For the Alcovy Tigers, there was more at stake during this past Tuesday’s Newton Cup action than simply trying to repeat as champion.
As far as that goes, Alcovy came up short, as the Eastside Eagles edged them in the round robin style meet’s finale match. But Tigers’ coach William Wells saw his team display an act of kindness on one of its seniors that showed that it was about more than just wins and losses for them.
During Alcovy’s senior night festivities which took place during an intermission Tuesday night, the team called for senior Vance Lewis to come to the center of the mat.
Lewis was in street clothes, while the rest of his team was donning their wrestling uniforms. He was sporting a black sling across his left arm and shoulder, unable to compete due to a torn labrum. But it was clear that the Tigers wanted to make sure Lewis knew he was still just as valuable to the team in injury as when on the mat in competition.
So they presented him with a black and gold coach’s jacket. And Wells said it was a fitting gesture for the kind of impact Lewis has had on Alcovy wrestling.
“Vance was our lead captain, and kind of like the glue who held these boys together,” Wells said. “He’s kind of the one who pushes the pace for the boys. He trains hard in the offseason. He’s a highly motivated individual. The boys cling to him, so when we lost him, it was a big blow to the morale of the team.”
Lewis said he first experienced the injury last year when he was hurt by “an illegal slam.”
“And that just kind of set it in motion,” he said. “I went through rehab and stuff, and then I ended up dislocating my shoulder again. I didn’t think it was a huge deal, but then last month, in November, it popped out again. I went to Georgia Orthopedics and they said the labrum was torn.”
It wasn’t just a blow to the team. The re-aggravated injury also applied a stiff body blow to his dreams of wrestling in college. Lewis went 43-9 as a junior, despite his injuries, and was close to being a state placer. Needlessly to say, hopes were high for his senior campaign.
“Last year I was looking at placing, and after the schools went through re-classification and some guys moved up to 7A, I felt it was a good chance for me to win the whole thing,” Lewis said.
His November set back ended those hopes, but not his passion for seeing Alcovy wrestling succeed.
“One of the things that has stuck with me is that my team comes before myself,” Lewis said. “And if it came down to choosing between me or my team, it’s always gonna be my team. Even though it breaks my heart because I wanna do it so bad and be there so bad, there’s nothing I wouldn’t do for any of those guys.”
That’s why the accolades given to him from his teammates mean so much – not just to Lewis, but also to his coach, who insists the presentation of the coach’s jacket was not just an empty gesture.

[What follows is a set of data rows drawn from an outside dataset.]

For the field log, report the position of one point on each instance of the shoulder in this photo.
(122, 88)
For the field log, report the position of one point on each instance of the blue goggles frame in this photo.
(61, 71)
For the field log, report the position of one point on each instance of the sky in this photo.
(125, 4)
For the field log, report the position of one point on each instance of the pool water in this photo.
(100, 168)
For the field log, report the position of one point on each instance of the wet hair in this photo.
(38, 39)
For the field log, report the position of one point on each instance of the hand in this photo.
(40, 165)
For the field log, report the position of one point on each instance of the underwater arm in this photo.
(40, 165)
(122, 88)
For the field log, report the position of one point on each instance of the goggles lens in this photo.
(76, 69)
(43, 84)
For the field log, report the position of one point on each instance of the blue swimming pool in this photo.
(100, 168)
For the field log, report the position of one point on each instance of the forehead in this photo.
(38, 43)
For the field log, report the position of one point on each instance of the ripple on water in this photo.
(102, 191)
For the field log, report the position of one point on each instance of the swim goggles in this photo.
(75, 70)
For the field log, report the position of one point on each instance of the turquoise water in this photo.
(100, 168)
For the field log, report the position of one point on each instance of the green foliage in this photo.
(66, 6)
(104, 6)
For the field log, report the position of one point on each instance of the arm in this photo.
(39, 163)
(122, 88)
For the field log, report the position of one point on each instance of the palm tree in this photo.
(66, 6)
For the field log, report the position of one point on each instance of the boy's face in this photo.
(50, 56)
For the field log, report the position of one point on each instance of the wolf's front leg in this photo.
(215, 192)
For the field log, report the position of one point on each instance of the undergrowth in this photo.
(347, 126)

“Vance has stepped in as a leader to them in a different way,” Wells said. “Almost as a coach. I’m happy for him, but I know it’s hard for him emotionally because being out here on the mat is something he wants to be a part of.”
But Lewis knows he’s still very much apart, even if it’s not in the way he originally planned.
He keeps himself busy by working the scorer’s table at matches, helping the team managers with their tasks or even trying to tutor the freshmen and sophomore up-and-comers. That’s because Lewis said he’s learned that wrestling is so much bigger to him than state placement and championships or even college scholarships.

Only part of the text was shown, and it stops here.